No established stack protocols documented for this goal at this time.
How does Semax differ from Selank in terms of research targets?
Semax and Selank share BDNF-upregulating activity but operate through different primary mechanisms and produce distinct functional profiles. Semax is more stimulating in character, with documented effects on dopamine and serotonin turnover that correlate with enhanced focus and arousal. Selank's primary characterisation is anxiolytic, working through GABA-A modulation to reduce anxiety without sedation. Research has investigated Semax for its potential role in active cognitive enhancement, while Selank research has concentrated more on anxiety reduction and the cognitive improvements that follow from reduced anxiety load. They are not direct substitutes and are sometimes reported in combination for this reason.
Why is the intranasal route used for Semax and Selank?

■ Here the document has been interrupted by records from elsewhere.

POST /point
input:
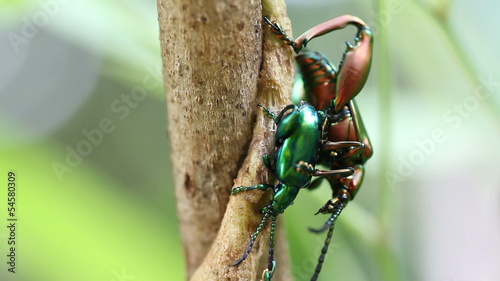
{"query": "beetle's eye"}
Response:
(287, 111)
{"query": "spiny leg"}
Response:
(268, 112)
(262, 186)
(269, 271)
(254, 237)
(281, 34)
(321, 258)
(334, 207)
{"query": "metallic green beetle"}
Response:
(333, 92)
(299, 136)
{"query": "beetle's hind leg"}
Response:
(281, 34)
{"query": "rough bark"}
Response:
(218, 64)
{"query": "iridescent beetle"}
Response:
(342, 143)
(298, 126)
(333, 92)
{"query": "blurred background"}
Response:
(82, 116)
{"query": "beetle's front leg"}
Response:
(262, 186)
(340, 150)
(281, 34)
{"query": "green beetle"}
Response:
(299, 136)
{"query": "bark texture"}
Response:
(218, 64)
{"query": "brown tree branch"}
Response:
(217, 67)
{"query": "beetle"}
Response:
(333, 92)
(300, 134)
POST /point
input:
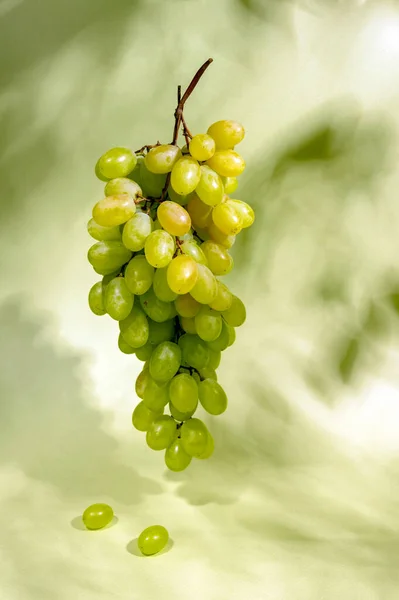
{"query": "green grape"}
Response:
(173, 218)
(143, 417)
(96, 303)
(194, 351)
(183, 393)
(202, 147)
(236, 314)
(159, 248)
(118, 299)
(134, 328)
(165, 361)
(136, 231)
(103, 234)
(153, 539)
(210, 188)
(156, 309)
(182, 274)
(208, 324)
(212, 397)
(194, 437)
(185, 175)
(205, 289)
(161, 287)
(97, 516)
(106, 257)
(117, 162)
(161, 159)
(161, 432)
(114, 210)
(176, 458)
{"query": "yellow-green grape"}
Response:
(208, 324)
(246, 212)
(212, 397)
(174, 218)
(182, 274)
(236, 314)
(202, 147)
(139, 275)
(117, 162)
(161, 159)
(143, 417)
(97, 516)
(103, 234)
(134, 328)
(223, 299)
(156, 309)
(161, 432)
(159, 248)
(136, 231)
(195, 352)
(152, 540)
(118, 299)
(114, 210)
(96, 302)
(220, 262)
(186, 306)
(107, 257)
(161, 286)
(165, 362)
(183, 393)
(226, 134)
(185, 175)
(176, 458)
(210, 188)
(194, 437)
(205, 289)
(227, 218)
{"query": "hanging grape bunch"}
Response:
(163, 231)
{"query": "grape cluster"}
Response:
(163, 231)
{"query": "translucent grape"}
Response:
(106, 257)
(102, 234)
(165, 361)
(118, 299)
(153, 539)
(161, 159)
(210, 188)
(185, 175)
(159, 248)
(236, 314)
(139, 275)
(202, 147)
(182, 274)
(117, 162)
(96, 302)
(226, 134)
(136, 231)
(161, 432)
(174, 218)
(176, 458)
(212, 397)
(114, 210)
(97, 516)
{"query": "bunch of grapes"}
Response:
(163, 231)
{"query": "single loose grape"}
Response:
(117, 162)
(97, 516)
(152, 540)
(161, 159)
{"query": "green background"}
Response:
(300, 501)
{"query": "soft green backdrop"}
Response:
(300, 501)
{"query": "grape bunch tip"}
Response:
(163, 233)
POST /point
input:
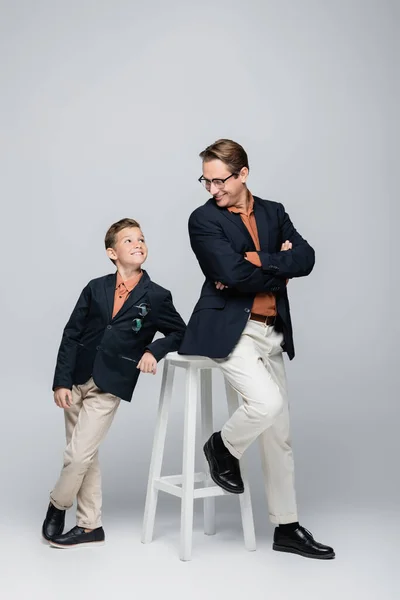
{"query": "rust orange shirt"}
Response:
(123, 290)
(264, 302)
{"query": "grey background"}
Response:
(104, 109)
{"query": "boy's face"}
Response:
(130, 249)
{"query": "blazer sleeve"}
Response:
(171, 325)
(70, 342)
(220, 262)
(297, 262)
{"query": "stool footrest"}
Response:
(172, 484)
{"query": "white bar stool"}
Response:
(183, 486)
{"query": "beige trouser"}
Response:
(86, 424)
(256, 370)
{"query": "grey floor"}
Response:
(366, 566)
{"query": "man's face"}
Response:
(229, 193)
(130, 249)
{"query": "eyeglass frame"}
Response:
(202, 179)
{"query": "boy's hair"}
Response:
(232, 154)
(111, 235)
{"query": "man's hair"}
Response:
(232, 154)
(111, 235)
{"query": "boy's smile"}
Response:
(129, 250)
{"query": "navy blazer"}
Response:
(220, 240)
(96, 345)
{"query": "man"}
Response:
(248, 249)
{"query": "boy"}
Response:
(106, 343)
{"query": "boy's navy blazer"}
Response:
(220, 240)
(96, 345)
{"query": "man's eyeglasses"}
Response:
(143, 311)
(219, 183)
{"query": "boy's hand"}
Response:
(147, 364)
(63, 397)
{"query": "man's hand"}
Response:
(147, 364)
(63, 397)
(286, 246)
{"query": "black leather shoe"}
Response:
(53, 523)
(224, 468)
(300, 541)
(79, 537)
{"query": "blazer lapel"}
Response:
(109, 286)
(136, 295)
(236, 219)
(262, 224)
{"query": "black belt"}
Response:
(263, 319)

The intranasal route provides direct access to the central nervous system via the olfactory epithelium and trigeminal nerve pathways, allowing peptides to bypass the blood-brain barrier that would otherwise limit or prevent their CNS uptake after systemic administration. Both Semax and Selank are relatively small peptides that degrade quickly when administered orally and have poor CNS penetrance by intravenous or subcutaneous routes at practical doses. Intranasal delivery is the route used in Russian clinical research and the basis for their pharmaceutical formulations, making it the reference route for interpreting available efficacy and tolerability data.

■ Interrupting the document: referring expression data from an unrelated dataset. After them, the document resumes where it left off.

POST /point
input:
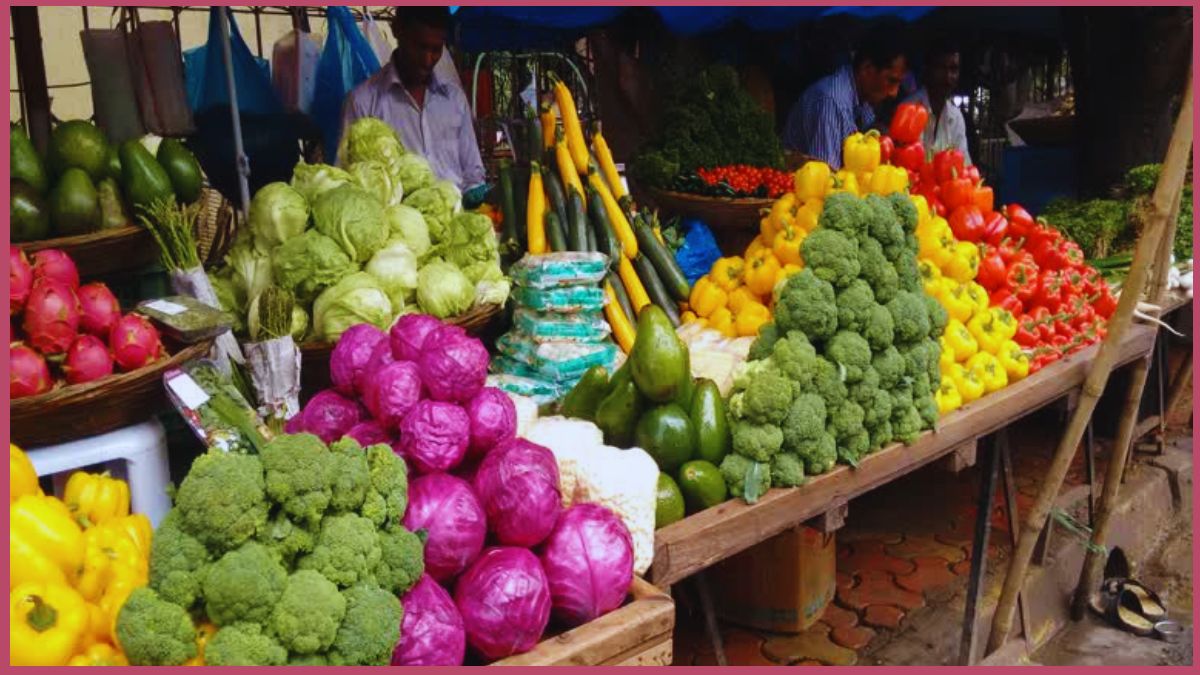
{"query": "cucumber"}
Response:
(664, 262)
(655, 290)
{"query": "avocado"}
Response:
(75, 205)
(27, 213)
(659, 359)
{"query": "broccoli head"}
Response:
(889, 364)
(820, 454)
(910, 316)
(298, 471)
(352, 475)
(155, 632)
(745, 476)
(807, 304)
(244, 644)
(388, 496)
(846, 214)
(244, 585)
(347, 549)
(309, 613)
(880, 329)
(832, 256)
(762, 346)
(222, 501)
(786, 470)
(855, 303)
(851, 352)
(805, 419)
(402, 560)
(177, 562)
(371, 628)
(756, 441)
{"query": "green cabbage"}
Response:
(352, 217)
(277, 213)
(355, 299)
(309, 264)
(443, 290)
(407, 223)
(313, 180)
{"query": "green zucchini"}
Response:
(654, 288)
(664, 262)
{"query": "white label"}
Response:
(189, 392)
(166, 306)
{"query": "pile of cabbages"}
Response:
(502, 555)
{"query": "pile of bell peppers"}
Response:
(72, 565)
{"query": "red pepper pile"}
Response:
(749, 181)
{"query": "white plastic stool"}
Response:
(141, 454)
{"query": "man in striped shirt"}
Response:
(844, 102)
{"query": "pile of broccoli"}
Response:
(297, 555)
(851, 360)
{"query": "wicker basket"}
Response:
(78, 411)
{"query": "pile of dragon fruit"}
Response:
(66, 332)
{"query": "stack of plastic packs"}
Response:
(558, 327)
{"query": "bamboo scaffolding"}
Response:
(1169, 184)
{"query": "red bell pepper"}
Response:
(909, 123)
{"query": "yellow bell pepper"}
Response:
(47, 622)
(22, 476)
(1014, 359)
(707, 297)
(96, 497)
(761, 272)
(726, 273)
(787, 245)
(750, 317)
(45, 542)
(987, 366)
(101, 653)
(811, 180)
(947, 395)
(967, 383)
(960, 340)
(861, 151)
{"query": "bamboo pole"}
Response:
(1092, 569)
(1170, 181)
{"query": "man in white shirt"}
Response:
(946, 127)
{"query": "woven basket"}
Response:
(78, 411)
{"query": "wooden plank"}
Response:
(711, 536)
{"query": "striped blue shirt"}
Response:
(826, 114)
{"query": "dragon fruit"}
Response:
(28, 372)
(135, 342)
(53, 263)
(99, 309)
(88, 359)
(21, 279)
(52, 316)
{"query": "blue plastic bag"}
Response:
(699, 250)
(346, 61)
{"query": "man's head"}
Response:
(941, 72)
(880, 64)
(420, 36)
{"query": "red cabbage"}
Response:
(390, 392)
(517, 484)
(433, 436)
(431, 633)
(449, 512)
(454, 365)
(493, 419)
(349, 358)
(589, 563)
(504, 601)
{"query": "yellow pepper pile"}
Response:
(72, 562)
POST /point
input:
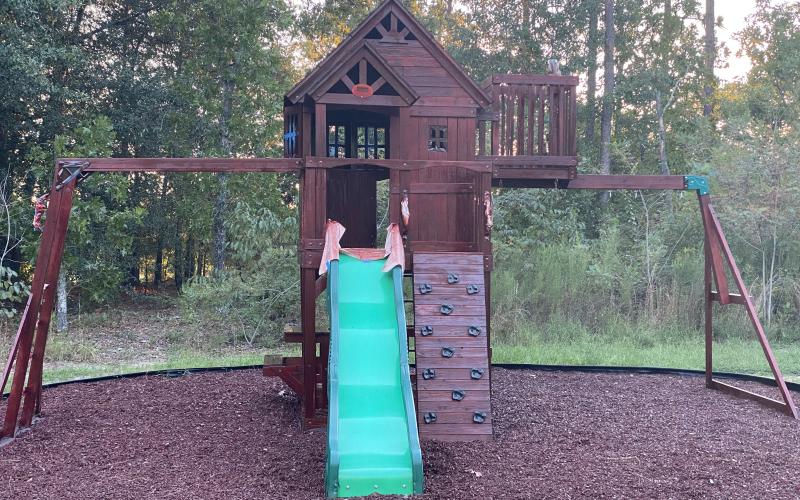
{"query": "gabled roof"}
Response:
(355, 41)
(362, 51)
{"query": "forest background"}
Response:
(200, 269)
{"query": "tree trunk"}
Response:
(608, 96)
(591, 80)
(159, 267)
(222, 178)
(663, 164)
(710, 52)
(189, 263)
(62, 322)
(178, 259)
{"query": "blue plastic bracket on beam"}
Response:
(698, 183)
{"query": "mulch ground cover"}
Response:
(558, 435)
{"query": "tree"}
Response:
(608, 95)
(710, 53)
(591, 78)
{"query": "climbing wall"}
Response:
(452, 362)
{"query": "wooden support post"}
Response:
(709, 312)
(54, 231)
(308, 323)
(751, 310)
(33, 389)
(713, 242)
(321, 130)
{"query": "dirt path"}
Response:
(558, 435)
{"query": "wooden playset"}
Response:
(390, 105)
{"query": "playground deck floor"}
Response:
(558, 435)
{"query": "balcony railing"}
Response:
(532, 118)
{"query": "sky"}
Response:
(733, 13)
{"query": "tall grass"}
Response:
(588, 304)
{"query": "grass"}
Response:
(109, 344)
(59, 372)
(563, 343)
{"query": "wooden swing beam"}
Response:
(26, 357)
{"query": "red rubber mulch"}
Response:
(558, 435)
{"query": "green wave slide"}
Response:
(373, 443)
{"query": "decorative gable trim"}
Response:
(363, 56)
(372, 29)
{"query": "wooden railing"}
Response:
(531, 116)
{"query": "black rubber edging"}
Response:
(169, 372)
(643, 370)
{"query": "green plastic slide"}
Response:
(373, 444)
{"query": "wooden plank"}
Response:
(458, 310)
(232, 165)
(527, 161)
(440, 278)
(426, 362)
(445, 246)
(507, 176)
(745, 394)
(432, 71)
(735, 298)
(535, 79)
(520, 112)
(421, 258)
(34, 386)
(455, 267)
(751, 313)
(444, 111)
(454, 374)
(511, 99)
(430, 81)
(673, 182)
(407, 165)
(448, 331)
(321, 130)
(709, 313)
(451, 406)
(717, 265)
(445, 298)
(434, 343)
(441, 188)
(411, 59)
(461, 429)
(430, 436)
(373, 100)
(530, 150)
(474, 396)
(426, 350)
(446, 101)
(466, 384)
(454, 418)
(481, 137)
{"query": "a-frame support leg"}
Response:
(36, 317)
(716, 247)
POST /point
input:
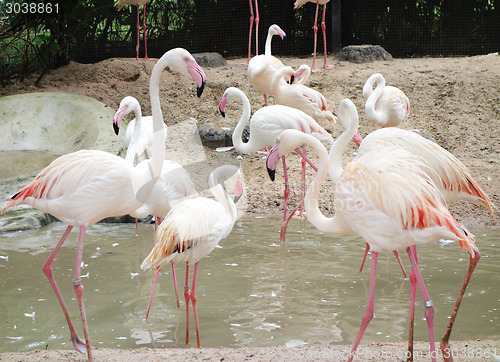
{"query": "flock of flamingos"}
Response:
(393, 193)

What is BDNF and why does it matter for cognition?
Brain-derived neurotrophic factor is a protein belonging to the neurotrophin family that supports the survival and maintenance of neurons and promotes synaptic plasticity — the cellular basis of learning and memory. BDNF acts primarily through the TrkB receptor to activate intracellular signalling cascades involved in long-term potentiation, the molecular process underlying memory formation. Reduced BDNF expression has been associated in research literature with age-related cognitive decline, depression, and neurodegenerative disease states. Compounds that increase BDNF expression — including Semax and Selank — are therefore of research interest as potential modulators of neuroplasticity and cognitive resilience, though the translation from BDNF elevation to measurable cognitive outcomes in humans remains an active area of investigation.
How does Dihexa's research status compare to Semax and Selank?

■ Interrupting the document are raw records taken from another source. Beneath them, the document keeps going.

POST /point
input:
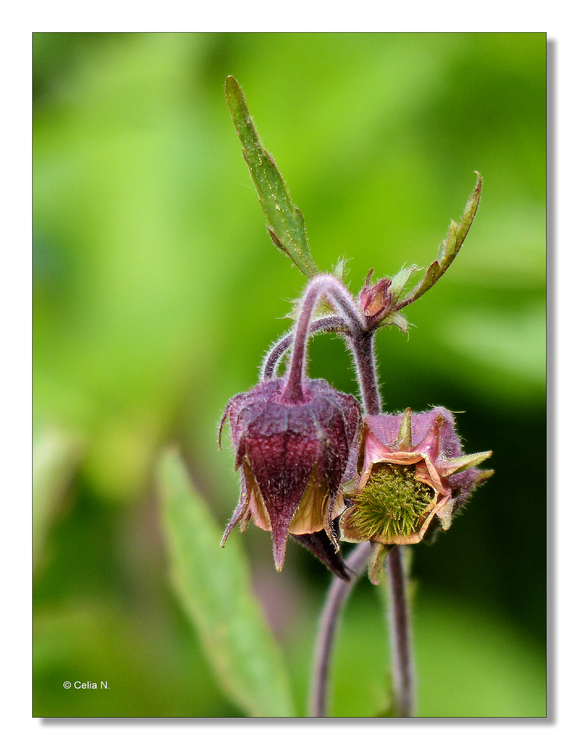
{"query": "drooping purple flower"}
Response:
(294, 456)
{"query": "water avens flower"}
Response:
(294, 454)
(413, 473)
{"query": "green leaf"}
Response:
(56, 458)
(449, 248)
(285, 222)
(215, 589)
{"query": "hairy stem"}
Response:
(402, 668)
(337, 596)
(340, 296)
(327, 324)
(363, 346)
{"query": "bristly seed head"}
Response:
(392, 503)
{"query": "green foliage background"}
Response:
(157, 290)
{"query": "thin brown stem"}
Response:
(402, 665)
(337, 596)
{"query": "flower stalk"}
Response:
(313, 465)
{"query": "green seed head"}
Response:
(392, 503)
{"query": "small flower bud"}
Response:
(376, 300)
(294, 455)
(413, 472)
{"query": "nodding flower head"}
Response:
(294, 456)
(414, 478)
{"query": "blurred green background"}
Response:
(157, 290)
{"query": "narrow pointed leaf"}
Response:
(285, 222)
(449, 248)
(214, 587)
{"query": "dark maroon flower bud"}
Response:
(413, 473)
(294, 456)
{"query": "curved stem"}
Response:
(402, 667)
(328, 324)
(320, 285)
(337, 596)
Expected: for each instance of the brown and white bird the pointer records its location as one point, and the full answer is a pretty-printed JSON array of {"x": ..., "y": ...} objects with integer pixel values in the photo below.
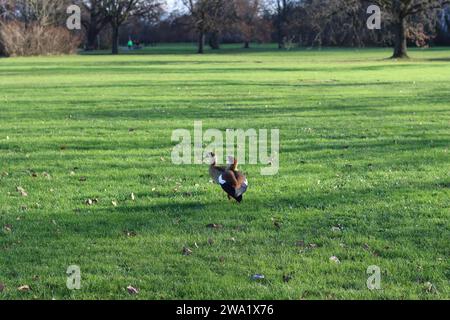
[{"x": 232, "y": 181}]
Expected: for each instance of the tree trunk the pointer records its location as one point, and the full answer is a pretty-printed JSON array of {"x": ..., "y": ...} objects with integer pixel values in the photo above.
[
  {"x": 400, "y": 45},
  {"x": 115, "y": 39},
  {"x": 91, "y": 38},
  {"x": 201, "y": 41},
  {"x": 91, "y": 33}
]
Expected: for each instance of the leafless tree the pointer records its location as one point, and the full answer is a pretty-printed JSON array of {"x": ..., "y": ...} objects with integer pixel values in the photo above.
[
  {"x": 400, "y": 11},
  {"x": 247, "y": 14},
  {"x": 118, "y": 11}
]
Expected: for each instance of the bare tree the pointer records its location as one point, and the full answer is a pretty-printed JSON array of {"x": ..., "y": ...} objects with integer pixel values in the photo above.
[
  {"x": 282, "y": 9},
  {"x": 94, "y": 21},
  {"x": 118, "y": 11},
  {"x": 400, "y": 11},
  {"x": 247, "y": 13}
]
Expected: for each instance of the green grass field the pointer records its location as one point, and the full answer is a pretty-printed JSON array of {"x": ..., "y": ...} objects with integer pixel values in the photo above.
[{"x": 364, "y": 175}]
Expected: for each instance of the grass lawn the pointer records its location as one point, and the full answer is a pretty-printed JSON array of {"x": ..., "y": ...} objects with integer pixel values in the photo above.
[{"x": 364, "y": 175}]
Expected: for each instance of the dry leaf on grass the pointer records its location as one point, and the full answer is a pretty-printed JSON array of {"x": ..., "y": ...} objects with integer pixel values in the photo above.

Semax and Selank are approved pharmaceuticals in Russia with published clinical trial data, established tolerability profiles, and decades of research history. Dihexa is a substantially earlier-stage compound with preclinical data in rodent models but no known human research trials published as of this reference. The mechanistic rationale for Dihexa — HGF/c-Met-mediated synaptogenesis — is scientifically distinct from BDNF-centred approaches and represents a complementary but less validated pathway. Researchers treating Dihexa as equivalent in evidence quality to Semax or Selank would be misreading the state of the literature; the compounds sit at very different points on the research development continuum.